Topic

Ice Water

Cold constricts circulation, halts enzyme secretion, and stops digestion. Introduced through drinking or prolonged skin exposure, it burdens the spleen and kidneys, blocks healing, and causes undigested proteins to enter the bloodstream. Heat is the correct default in nearly every context.

Aajonus held a consistently negative view of ice and cold water applied to or consumed by the body, with very specific and narrow exceptions. His core position was that cold, whether in the form of ice packs, cold drinking water, cold bathing water, or cold milk, interferes with the body's biological processes by constricting circulation, halting enzyme activity, and preventing proper digestion. Cold suppresses the very processes the body needs to heal, detoxify, and nourish itself. He placed this view within a larger framework in which heat is almost always the correct therapeutic response, and cold is something the body must work around rather than invite.

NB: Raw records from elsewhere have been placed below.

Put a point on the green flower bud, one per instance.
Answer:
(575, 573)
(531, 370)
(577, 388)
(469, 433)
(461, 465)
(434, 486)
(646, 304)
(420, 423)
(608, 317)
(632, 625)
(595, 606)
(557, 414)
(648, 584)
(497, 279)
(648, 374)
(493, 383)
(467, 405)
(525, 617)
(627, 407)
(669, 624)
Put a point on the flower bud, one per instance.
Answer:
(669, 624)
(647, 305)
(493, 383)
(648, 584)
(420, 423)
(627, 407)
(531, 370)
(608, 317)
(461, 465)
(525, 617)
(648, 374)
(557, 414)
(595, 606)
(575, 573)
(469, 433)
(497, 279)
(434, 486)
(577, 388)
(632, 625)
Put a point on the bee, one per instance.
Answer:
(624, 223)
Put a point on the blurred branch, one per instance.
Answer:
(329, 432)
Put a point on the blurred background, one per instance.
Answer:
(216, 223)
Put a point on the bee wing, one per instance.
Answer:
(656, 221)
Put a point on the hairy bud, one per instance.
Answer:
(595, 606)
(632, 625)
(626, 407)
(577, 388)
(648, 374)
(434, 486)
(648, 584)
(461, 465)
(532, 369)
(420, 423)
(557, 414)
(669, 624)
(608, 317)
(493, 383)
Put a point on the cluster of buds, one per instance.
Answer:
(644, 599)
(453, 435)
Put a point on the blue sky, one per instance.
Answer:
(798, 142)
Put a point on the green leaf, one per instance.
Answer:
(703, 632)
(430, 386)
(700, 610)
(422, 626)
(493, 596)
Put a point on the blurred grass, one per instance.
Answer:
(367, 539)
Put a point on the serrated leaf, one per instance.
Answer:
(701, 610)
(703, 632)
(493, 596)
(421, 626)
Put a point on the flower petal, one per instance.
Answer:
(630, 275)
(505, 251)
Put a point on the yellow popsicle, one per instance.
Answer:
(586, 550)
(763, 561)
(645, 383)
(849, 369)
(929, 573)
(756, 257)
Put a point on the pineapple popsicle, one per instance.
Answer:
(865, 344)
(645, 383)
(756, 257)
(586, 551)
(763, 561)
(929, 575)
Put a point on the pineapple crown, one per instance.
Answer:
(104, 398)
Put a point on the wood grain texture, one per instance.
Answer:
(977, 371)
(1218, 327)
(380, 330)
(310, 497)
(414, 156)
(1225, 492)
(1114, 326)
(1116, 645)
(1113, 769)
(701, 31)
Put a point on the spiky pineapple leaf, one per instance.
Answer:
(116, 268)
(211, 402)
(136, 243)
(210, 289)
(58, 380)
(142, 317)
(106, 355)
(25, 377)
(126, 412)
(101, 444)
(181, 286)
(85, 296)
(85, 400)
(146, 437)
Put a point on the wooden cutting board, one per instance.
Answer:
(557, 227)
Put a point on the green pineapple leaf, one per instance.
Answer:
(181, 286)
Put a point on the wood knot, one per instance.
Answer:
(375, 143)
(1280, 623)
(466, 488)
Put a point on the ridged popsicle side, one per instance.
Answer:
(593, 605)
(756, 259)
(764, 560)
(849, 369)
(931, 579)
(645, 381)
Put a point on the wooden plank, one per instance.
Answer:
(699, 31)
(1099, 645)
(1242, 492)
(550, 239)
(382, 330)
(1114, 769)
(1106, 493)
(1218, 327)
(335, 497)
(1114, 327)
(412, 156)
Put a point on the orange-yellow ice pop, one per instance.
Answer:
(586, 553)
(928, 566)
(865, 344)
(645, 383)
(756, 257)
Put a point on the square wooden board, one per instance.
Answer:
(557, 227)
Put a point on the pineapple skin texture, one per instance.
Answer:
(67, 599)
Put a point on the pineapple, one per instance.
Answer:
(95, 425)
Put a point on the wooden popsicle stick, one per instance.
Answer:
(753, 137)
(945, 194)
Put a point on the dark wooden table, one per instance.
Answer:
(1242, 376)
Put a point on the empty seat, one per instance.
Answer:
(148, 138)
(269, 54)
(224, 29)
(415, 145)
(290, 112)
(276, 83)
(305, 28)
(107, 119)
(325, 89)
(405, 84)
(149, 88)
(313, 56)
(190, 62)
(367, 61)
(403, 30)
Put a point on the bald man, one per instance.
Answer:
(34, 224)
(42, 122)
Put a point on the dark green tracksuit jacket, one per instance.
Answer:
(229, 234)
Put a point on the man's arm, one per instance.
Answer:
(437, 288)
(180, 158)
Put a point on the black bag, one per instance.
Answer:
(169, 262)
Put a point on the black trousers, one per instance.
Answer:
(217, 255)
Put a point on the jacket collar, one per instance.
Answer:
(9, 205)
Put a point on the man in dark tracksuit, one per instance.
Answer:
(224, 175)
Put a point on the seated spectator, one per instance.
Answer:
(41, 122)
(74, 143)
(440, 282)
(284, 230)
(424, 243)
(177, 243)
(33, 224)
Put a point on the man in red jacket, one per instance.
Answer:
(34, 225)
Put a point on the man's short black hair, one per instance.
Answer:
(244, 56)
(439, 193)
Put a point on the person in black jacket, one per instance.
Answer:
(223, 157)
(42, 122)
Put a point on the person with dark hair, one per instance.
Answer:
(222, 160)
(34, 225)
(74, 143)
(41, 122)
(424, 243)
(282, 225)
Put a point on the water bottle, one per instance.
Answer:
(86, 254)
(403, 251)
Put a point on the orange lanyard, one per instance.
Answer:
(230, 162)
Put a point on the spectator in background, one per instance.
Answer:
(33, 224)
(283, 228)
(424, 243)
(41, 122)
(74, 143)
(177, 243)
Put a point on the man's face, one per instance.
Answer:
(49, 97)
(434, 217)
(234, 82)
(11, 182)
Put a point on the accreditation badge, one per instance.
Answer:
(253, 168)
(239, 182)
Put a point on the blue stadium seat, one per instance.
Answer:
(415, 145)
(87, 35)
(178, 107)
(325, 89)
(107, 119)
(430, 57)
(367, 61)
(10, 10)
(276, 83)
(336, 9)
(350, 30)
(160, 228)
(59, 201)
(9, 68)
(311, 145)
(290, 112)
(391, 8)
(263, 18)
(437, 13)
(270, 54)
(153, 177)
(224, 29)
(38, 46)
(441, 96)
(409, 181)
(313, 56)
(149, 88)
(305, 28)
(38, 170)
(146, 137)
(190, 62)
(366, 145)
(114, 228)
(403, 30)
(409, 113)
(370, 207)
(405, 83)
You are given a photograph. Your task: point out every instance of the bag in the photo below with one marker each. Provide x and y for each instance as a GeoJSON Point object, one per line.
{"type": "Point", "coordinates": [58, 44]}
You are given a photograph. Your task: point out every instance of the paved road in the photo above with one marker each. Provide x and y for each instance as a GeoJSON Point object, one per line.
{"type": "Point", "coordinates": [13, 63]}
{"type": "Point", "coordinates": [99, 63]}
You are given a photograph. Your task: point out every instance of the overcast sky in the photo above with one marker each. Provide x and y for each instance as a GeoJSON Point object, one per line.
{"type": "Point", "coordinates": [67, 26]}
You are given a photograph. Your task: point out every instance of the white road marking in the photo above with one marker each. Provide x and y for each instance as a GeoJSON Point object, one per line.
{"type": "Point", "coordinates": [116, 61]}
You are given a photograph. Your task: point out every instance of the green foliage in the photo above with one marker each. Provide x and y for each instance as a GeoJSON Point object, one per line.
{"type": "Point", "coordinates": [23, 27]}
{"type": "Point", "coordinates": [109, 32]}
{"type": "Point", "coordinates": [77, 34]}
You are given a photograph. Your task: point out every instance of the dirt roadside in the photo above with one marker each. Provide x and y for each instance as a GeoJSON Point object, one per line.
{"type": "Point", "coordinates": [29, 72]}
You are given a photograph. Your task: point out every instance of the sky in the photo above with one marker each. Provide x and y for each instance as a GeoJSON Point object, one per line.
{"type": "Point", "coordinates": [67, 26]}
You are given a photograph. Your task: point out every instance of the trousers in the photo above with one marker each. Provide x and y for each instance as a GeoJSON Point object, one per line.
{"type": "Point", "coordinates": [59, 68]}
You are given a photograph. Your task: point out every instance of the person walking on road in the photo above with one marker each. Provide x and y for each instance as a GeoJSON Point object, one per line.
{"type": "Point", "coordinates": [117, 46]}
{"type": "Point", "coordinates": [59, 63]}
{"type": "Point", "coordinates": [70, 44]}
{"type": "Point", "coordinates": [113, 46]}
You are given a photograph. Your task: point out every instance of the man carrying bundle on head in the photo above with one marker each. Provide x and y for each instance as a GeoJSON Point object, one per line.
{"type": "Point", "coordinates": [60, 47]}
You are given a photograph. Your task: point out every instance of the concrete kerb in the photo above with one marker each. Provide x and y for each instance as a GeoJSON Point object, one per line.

At the same time, Aajonus did not say cold was never appropriate. He described precise, short-duration uses of ice and cold water as tools to manage the brain's response to heat during therapeutic hot baths, and he acknowledged that in genuinely hot environments, minimal and targeted cold application could allow the body to continue benefiting from heat rather than forcing someone out of it. The distinction he drew repeatedly was between cooling the brain externally and briefly, which he supported in specific circumstances, and introducing cold into the body through drinking or extended skin exposure, which he viewed as damaging.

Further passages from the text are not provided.